Figure 7. CD40 restricts rVSV/EBOV GP infection within the first 12 hours of infection and exacerbates pathogenesis.

A) Survival curves of female WT (n=6) and CD40^−/− (n=4) mice treated with 1 μg anti-IFNAR (MAR-1) antibody one day prior to challenge with a sublethal dose of rVSV/EBOV GP. Mice were monitored daily. B) Survival curve of female Ifnar^−/− (n=9) and Ifnar/CD40^−/− (n=13) mice that were challenged with a dose of rVSV/EBOV GP which was sublethal to Ifnar^−/− mice by i.p. injection. Mice were monitored daily (DPI=days post infection). C) Survival curve of female Ifnar^−/− (n=6) and Ifnar/CD40^−/−(n=6) mice infected with a dose of rVSV/EBOV GP that was sublethal to Ifnar^−/− mice by retro-orbital injection. Mice were monitored daily. D) Female Ifnar^−/− (n=8) and Ifnar/CD40^−/− (n=8) mice were infected i.p. with a dose of rVSV/EBOV GP that is sublethal to Ifnar^−/− mice. Serum was collected at 12-hour intervals and viremia was assessed by end point dilutions on Vero cells. E/F) Female Ifnar^−/− (n=12) and Ifnar/CD40^−/− (n=12) mice were infected i.p. with a dose of rVSV/EBOV GP that is sublethal to Ifnar^−/− mice.
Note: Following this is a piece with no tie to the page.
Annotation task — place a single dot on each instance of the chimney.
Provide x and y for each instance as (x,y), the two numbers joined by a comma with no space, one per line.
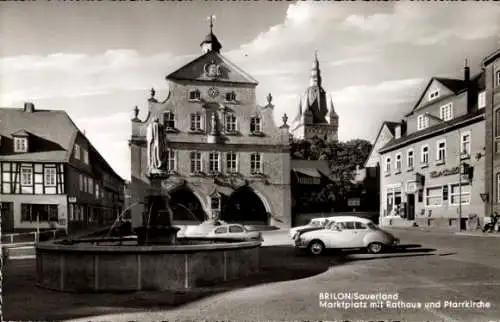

At 24 or 48 hours following infection, mice were anesthetized, perfused through the heart with PBS, and euthanized prior to organ harvest. RNA was isolated and qRT-PCR analysis of viral mRNA was performed (E). In parallel organs were homogenized and titers were assessed on Vero cells (n=4 organs/group) (F). All experiments were performed three times. For all experiments, * indicates p<0.05.